Il ferme les volets. Il y a beaucoup de volets sur cette maison. Des persiennes, hautes, devenues grises ou de bleu mêlé à la couleur du voyage. Le bois change chaque jour, le bois dérive lentement, s'enfonce dans la caresse du temps.
Chacun des volets est une paupière du matin à soulever avant qu'elle se raidisse, se fige, se casse ou disparaisse dans la masse des murs, poussière durcie, veloutée ou granuleuse où on ne distingue plus les écailles des volets, de chaque volet fait lui-même d'écailles. Il ne sait plus s'il ferme ou s'il ouvre ces volets chaque matin et chaque soir, tous les deux jours ou deux fois par jour. Comme il aime faire le tour de sa maison !... il se voit insecte sur les volets passant très lentement, carapace écaillée lui-même, tâtant délicatement des antennes la couleur du jour, le manteau de la nuit.

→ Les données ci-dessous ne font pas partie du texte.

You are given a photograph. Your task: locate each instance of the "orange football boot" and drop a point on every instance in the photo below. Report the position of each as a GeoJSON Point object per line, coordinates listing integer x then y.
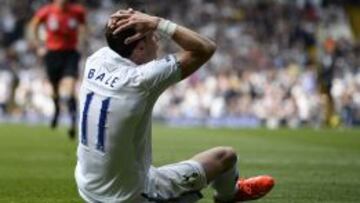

On vient le voir parfois, on le chasse comme une blatte ou on lui décroche ses pattes agrippées au bois, ou il arrive à se faire oublier, confondre ses griffes, ses phalanges, avec les échardes, les fibres des volets, le linceul poussiéreux des murs, la caresse de soie des araignées. Parfois on le laisse s'endormir pour un petit moment mais quand il se réveille il ne sait plus la tête ni les pieds qui le grignotent. Puis quelqu'un ou quelque chose le pose à nouveau sur le mur. Alors il est heureux.
Le soleil brille ce matin sur ce désert déjà brûlant, et s'accroche au bleu du ciel. C'est l'heure de la toilette dit la gentille infirmière qui en réalité est un gentil robot intelligent.